About authorization in .NET microservices and web applications

After authentication, ASP.NET Core Web APIs need to authorize access. This process allows a service to make APIs available to some authenticated users, but not to all. Authorization can be done based on users’ roles or based on custom policy, which might include inspecting claims or other heuristics.

Restricting access to an ASP.NET Core MVC route is as easy as applying an Authorize attribute to the action method (or to the controller’s class if all the controller’s actions require authorization), as shown in following example:

public class AccountController : Controller
{
    public ActionResult Login()
    {
    }

    [Authorize]
    public ActionResult Logout()
    {
    }
}

By default, adding an Authorize attribute without parameters will limit access to authenticated users for that controller or action. To further restrict an API to be available for only specific users, the attribute can be expanded to specify required roles or policies that users must satisfy.

Implement role-based authorization

ASP.NET Core Identity has a built-in concept of roles. In addition to users, ASP.NET Core Identity stores information about different roles used by the application and keeps track of which users are assigned to which roles. These assignments can be changed programmatically with the RoleManager type that updates roles in persisted storage, and the UserManager type that can grant or revoke roles from users.

If you're authenticating with JWT bearer tokens, the ASP.NET Core JWT bearer authentication middleware will populate a user’s roles based on role claims found in the token. To limit access to an MVC action or controller to users in specific roles, you can include a Roles parameter in the Authorize annotation (attribute), as shown in the following code fragment:

[Authorize(Roles = "Administrator, PowerUser")]
public class ControlPanelController : Controller
{
    public ActionResult SetTime()
    {
    }

    [Authorize(Roles = "Administrator")]
    public ActionResult ShutDown()
    {
    }
}

In this example, only users in the Administrator or PowerUser roles can access APIs in the ControlPanel controller (such as executing the SetTime action). The ShutDown API is further restricted to allow access only to users in the Administrator role.

To require a user be in multiple roles, you use multiple Authorize attributes, as shown in the following example:

[Authorize(Roles = "Administrator, PowerUser")]
[Authorize(Roles = "RemoteEmployee ")]
[Authorize(Policy = "CustomPolicy")]
public ActionResult API1 ()
{
}

In this example, to call API1, a user must:

  • Be in the Administrator or PowerUser role, and

  • Be in the RemoteEmployee role, and

  • Satisfy a custom handler for CustomPolicy authorization.

Implement policy-based authorization

Custom authorization rules can also be written using authorization policies. This section provides an overview. For more information, see the ASP.NET Authorization Workshop.

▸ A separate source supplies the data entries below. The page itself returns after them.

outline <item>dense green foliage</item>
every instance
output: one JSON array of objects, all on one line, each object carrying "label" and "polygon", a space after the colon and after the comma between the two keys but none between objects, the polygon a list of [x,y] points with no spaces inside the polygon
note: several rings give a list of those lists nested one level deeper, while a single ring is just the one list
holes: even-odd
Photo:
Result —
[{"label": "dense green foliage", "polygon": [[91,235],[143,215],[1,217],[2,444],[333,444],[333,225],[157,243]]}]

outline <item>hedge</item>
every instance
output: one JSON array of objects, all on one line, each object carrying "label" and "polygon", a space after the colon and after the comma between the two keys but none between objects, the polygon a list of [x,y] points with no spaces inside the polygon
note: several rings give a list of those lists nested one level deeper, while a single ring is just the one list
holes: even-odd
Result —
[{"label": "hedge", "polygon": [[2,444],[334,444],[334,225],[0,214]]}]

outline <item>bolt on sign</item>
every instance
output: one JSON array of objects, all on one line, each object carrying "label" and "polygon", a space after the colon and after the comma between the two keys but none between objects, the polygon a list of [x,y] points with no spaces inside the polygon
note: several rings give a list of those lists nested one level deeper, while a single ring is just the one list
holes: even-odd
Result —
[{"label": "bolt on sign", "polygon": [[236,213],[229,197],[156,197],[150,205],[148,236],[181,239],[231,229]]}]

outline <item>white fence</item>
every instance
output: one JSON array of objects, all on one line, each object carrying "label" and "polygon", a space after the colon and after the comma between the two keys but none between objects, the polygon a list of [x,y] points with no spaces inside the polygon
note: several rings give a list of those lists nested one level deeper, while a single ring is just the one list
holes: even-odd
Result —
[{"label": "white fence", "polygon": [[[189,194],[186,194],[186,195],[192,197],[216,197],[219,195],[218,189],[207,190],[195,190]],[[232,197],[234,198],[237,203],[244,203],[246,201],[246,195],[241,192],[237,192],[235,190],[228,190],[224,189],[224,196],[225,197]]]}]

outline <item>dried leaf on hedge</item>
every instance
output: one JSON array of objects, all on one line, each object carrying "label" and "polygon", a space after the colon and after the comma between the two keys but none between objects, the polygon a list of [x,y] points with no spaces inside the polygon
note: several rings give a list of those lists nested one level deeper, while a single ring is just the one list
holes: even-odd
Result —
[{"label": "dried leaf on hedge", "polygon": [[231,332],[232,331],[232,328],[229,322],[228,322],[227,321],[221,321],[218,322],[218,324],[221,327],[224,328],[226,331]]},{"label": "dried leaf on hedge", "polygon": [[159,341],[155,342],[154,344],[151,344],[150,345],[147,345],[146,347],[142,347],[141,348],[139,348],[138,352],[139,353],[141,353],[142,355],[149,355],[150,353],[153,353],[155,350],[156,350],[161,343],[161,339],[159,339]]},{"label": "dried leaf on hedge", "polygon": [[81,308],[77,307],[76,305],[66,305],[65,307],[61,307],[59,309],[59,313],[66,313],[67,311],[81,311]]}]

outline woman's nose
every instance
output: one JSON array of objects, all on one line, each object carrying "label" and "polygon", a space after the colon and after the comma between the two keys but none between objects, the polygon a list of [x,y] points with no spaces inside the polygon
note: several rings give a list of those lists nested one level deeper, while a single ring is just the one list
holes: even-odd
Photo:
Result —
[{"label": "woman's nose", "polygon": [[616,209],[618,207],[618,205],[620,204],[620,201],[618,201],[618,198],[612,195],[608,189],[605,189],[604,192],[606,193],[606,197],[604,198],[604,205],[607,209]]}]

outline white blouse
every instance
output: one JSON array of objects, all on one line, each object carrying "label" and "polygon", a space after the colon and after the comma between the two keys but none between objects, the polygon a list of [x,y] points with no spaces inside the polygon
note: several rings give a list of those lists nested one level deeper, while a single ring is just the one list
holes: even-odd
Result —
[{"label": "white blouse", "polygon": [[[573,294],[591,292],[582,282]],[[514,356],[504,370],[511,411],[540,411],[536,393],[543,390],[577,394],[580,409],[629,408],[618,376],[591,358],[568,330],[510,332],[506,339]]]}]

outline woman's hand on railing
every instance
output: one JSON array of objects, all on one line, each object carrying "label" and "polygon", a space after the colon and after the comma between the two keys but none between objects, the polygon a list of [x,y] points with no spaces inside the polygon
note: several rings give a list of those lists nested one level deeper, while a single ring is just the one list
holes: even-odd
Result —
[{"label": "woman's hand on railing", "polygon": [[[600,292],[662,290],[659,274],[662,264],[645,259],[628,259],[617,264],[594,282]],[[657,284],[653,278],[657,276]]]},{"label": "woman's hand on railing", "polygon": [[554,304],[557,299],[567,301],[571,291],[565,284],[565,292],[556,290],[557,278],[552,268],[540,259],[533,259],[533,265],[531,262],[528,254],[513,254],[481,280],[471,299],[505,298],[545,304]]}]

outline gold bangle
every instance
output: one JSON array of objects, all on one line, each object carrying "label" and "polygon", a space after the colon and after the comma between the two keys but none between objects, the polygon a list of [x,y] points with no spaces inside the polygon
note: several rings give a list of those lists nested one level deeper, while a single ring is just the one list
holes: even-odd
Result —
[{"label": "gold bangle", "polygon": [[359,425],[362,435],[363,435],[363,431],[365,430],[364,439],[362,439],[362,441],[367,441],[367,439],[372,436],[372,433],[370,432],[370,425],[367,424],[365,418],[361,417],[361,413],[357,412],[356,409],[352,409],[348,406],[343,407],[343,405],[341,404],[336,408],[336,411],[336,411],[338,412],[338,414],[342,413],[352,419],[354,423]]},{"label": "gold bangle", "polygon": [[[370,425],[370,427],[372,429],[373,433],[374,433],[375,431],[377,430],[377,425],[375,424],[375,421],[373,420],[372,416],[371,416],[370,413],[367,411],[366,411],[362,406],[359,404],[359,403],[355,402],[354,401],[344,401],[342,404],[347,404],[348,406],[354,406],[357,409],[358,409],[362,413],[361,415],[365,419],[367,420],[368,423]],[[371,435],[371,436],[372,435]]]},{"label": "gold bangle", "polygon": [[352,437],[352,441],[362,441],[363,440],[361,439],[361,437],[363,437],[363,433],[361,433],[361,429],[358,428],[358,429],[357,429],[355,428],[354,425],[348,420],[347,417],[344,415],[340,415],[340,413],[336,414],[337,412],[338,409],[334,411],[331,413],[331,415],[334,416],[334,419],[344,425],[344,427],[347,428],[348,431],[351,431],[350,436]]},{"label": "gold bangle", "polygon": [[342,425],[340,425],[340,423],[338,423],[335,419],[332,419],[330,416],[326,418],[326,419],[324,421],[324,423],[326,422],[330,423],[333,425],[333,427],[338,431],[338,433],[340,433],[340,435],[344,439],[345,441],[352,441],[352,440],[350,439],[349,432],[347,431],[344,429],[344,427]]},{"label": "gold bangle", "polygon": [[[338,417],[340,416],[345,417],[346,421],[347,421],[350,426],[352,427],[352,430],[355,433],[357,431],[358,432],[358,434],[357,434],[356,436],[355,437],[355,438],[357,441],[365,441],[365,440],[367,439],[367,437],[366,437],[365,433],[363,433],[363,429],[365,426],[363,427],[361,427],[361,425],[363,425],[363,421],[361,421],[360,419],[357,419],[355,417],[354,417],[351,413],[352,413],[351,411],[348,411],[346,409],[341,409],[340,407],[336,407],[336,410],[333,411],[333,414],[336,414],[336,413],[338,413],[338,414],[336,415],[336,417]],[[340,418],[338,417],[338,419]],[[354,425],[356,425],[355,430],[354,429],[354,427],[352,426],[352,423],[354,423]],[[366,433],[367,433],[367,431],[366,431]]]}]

Custom authorization policies are registered in the Startup.ConfigureServices method using the service.AddAuthorization method. This method takes a delegate that configures an AuthorizationOptions argument.

services.AddAuthorization(options =>
{
    options.AddPolicy("AdministratorsOnly", policy =>
        policy.RequireRole("Administrator"));
    options.AddPolicy("EmployeesOnly", policy =>
        policy.RequireClaim("EmployeeNumber"));
    options.AddPolicy("Over21", policy =>
        policy.Requirements.Add(new MinimumAgeRequirement(21)));
});

As shown in the example, policies can be associated with different types of requirements. After the policies are registered, they can be applied to an action or controller by passing the policy’s name as the Policy argument of the Authorize attribute (for example, [Authorize(Policy="EmployeesOnly")]) Policies can have multiple requirements, not just one (as shown in these examples).

In the previous example, the first AddPolicy call is just an alternative way of authorizing by role. If [Authorize(Policy="AdministratorsOnly")] is applied to an API, only users in the Administrator role will be able to access it.

The second AddPolicy call demonstrates an easy way to require that a particular claim should be present for the user. The RequireClaim method also optionally takes expected values for the claim. If values are specified, the requirement is met only if the user has both a claim of the correct type and one of the specified values. If you're using the JWT bearer authentication middleware, all JWT properties will be available as user claims.

The most interesting policy shown here is in the third AddPolicy method, because it uses a custom authorization requirement. By using custom authorization requirements, you can have a great deal of control over how authorization is performed. For this to work, you must implement these types:

If the user meets the requirement, a call to context.Succeed will indicate that the user is authorized. If there are multiple ways that a user might satisfy an authorization requirement, multiple handlers can be created.

In addition to registering custom policy requirements with AddPolicy calls, you also need to register custom requirement handlers via Dependency Injection (services.AddTransient<IAuthorizationHandler, MinimumAgeHandler>()).

An example of a custom authorization requirement and handler for checking a user’s age (based on a DateOfBirth claim) is available in the ASP.NET Core authorization documentation.